Update! Here’s a photo from the show opening, courtesy of Jason Gullickson.

BDAAA

2012.08.22

Art #002

In almost all programming languages there’s a function to generate a random number. The random number can then be used to choose a random word, color, shape, etc. In art things are often random, but in specific ways. When drawing, can you really make your hand “randomly” create a line? Isn’t your subconscious always having some effect on the outcome? Short of feeding electric pulses to your muscles to make your arm movements “truly” random, I’m not convinced. (And no, I’m not ready to send live current to my own arms!)

This idea of introducing randomness to the creation of art is something I’ve been doing for a while now. I didn’t really think about it too much, but now I am.

Art #002

The Drawbot I built in 2011 brings this idea of randomness into its operation.

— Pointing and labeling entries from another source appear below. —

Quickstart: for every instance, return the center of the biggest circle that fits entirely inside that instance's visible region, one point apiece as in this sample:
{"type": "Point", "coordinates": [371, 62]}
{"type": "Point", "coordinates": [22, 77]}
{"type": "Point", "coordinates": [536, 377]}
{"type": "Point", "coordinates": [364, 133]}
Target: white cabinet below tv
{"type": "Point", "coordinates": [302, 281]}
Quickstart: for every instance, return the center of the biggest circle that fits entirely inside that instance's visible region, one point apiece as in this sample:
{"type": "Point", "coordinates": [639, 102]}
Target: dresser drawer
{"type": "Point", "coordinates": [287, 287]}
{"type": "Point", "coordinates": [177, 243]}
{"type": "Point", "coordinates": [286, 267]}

The patterns I programmed into it had certain criteria (turn left, go forward, turn left, go backward) but the randomness is in the amount of movement. I like this because even though a device that’s mechanical and electronic should be able to repeat the same thing over and over again (and is sometimes expected to) this doesn’t. It’s also assembled with parts that are nowhere near precision in their movement, which adds more randomness to it all.

The Arc-O-Matic follows a similar concept. The current programming forces it to stick to a preset path (drawing arcs) with no randomness introduced into the code, but again, because of the lack of precision parts swinging around an arm with a pen on it, even when it tries to draw the exact same path, there are variations that cause them to be different each time.

Art #003

Besides the art robots that typically just draw an image, I’ve been experimenting with introducing randomness into the generation of other art, which is starting digital, and will eventually be part of the analog world. I’ve also got a few ideas for interactive digital pieces that will rely on input from the physical world, but still inject randomness into them.

So yeah, that’s sort of what I’ve been working on lately. I should have more to show and talk about in a month or so.